How to Set Up ClickOnce Continuous Deployment for WPF via Nginx

I've been working on a small wpf project on GitHub that let's you view SEC filings on your desktop in an intuitive way. Since EDGAR kind of sucks for a casual user, this is much more appealing.

To deploy this solution, the most current technology is provided by Microsoft and called ClickOnce. If I'm being frank, my experience with ClickOnce has left me pretty underwhelmed, mostly because to install something on a system without warning the user that their computer is about to be obliterated, a certificate needs to be obtained from a trusted CA. That would be fine, and in fact that's how SSL/TLS certificates work on the web, except that these certificates usually cost quite a bit of money for an individual developer, and from what I've found there does not appear to be a Let's Encrypt-type solution which is, well, free. But you can still get ClickOnce working to publish an app, it just means your user is going to get a "This is not a recognized publisher" warning when you go ahead and give it to them. Not an ideal solution, but it does allow for faster continuous delivery of your WPF applications than creating a bunch of boilerplate code to check for updates via an API.

To successfully complete this tutorial, you will need GitBash, your own VPS (I suggest Digital Ocean), and a WPF application to deploy.

Make a WPF app and Publish it

To get started, you must create a WPF application. You can use the one I'm developing on GitHub if you like. Then go to the publish page by right-clicking on your csproj file, select Properties, then click on the Publish sidebar option. Here, click on Publish Wizard....

First, it asks you where you want to publish the application. Select a local, empty directory, and for your Installation Folder URL, choose the base URL you're using to distribute the installation package. If you have a website, I suggest a subdomain like downloads.mydomain.com, which you'll have to configure the DNS settings for, obviously.

Configure Nginx on Your Server

Now get on git bash and connect to your server via ssh (try this DO article on ssh connection if you're confused here). Once up there, install Nginx via sudo apt-get install Nginx. Now, choose a directory to place the files you're going to want Nginx to serve. I suggest something like /var/www/myapplicationfiles/. In your Nginx sites-enabled file, you can adjust the default server configuration (pico /etc/nginx/sites-enabled/default) to look like this:

server {
        listen 80;
        listen[::]:80;

        server_name mysite.come www.mysite.com;

        location / {
                root /var/www/myapplicationfiles;
                index publish.htm;
        }
}

Finally, and this is the part that took me an embarrassingly long time to get exactly right, you have to configure the MIME type response to conform to how Windows wants you to conform to. To be specific, open up your /etc/nginx/mime.types file and add the following records:

application/x-ms-application    application;
application/x-ms-manifest       manifest;
application/octet-stream        deploy;
application/octet-stream        msu;
application/octet-stream        msp;

For more info, see Server and Client Config Issues.

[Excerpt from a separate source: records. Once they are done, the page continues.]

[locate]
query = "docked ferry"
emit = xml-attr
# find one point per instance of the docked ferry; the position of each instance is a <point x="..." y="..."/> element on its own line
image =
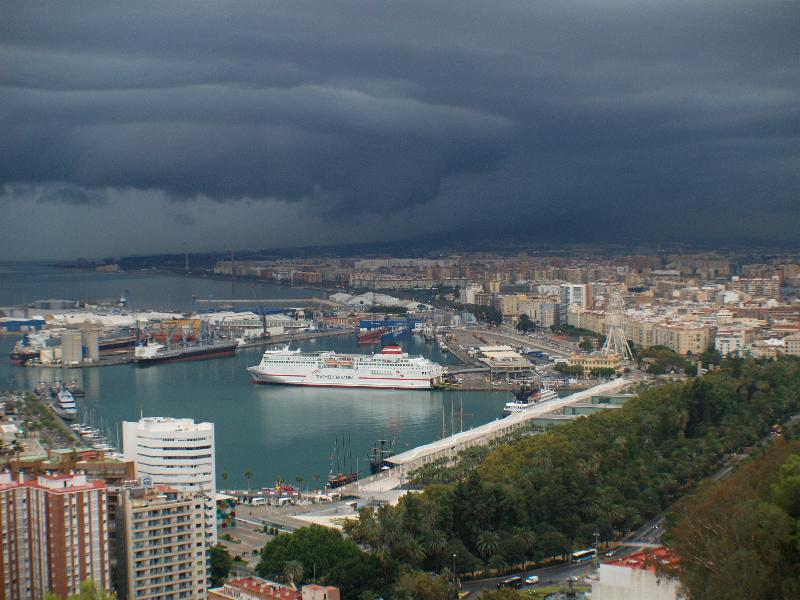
<point x="521" y="404"/>
<point x="389" y="368"/>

Copy Your Publish WPF Directory To Your Server

Finally, we're ready to push this bad boy up. Exit out of your ssh session, navigate to the folder where you published your WPF application, and (if you're inside the folder), type scp -r * root@yourdomain:/var/www/myapplicationfiles/. Hit enter, and you should be good to go. If you head to yourdomain.com/, it will serve up your install page (which looks pretty weak at the start). If you install the program, every time you run it thereafter it will check the domain you publish to for updates. If the version number is greater than the version number on file, it will prompt the user and automatically update. No admin privileges required.

To get rid of the annoying "this isn't a trusted app" box, like I said, you'll have to pay for a not-so-cheap certificate from a CA, and renew that certificate every year or so. That barrier to entry is going to inhibit the growth of WPF applications on Windows Desktops, which is a shame, because WPF is actually pretty neat technology.

Also, don't use git to push the files up via a repo and a post-receive file. For some reason (probably due to an interpreted change in the .manifest file from what I can tell), this causes problems. And it will make you a sad debugging panda.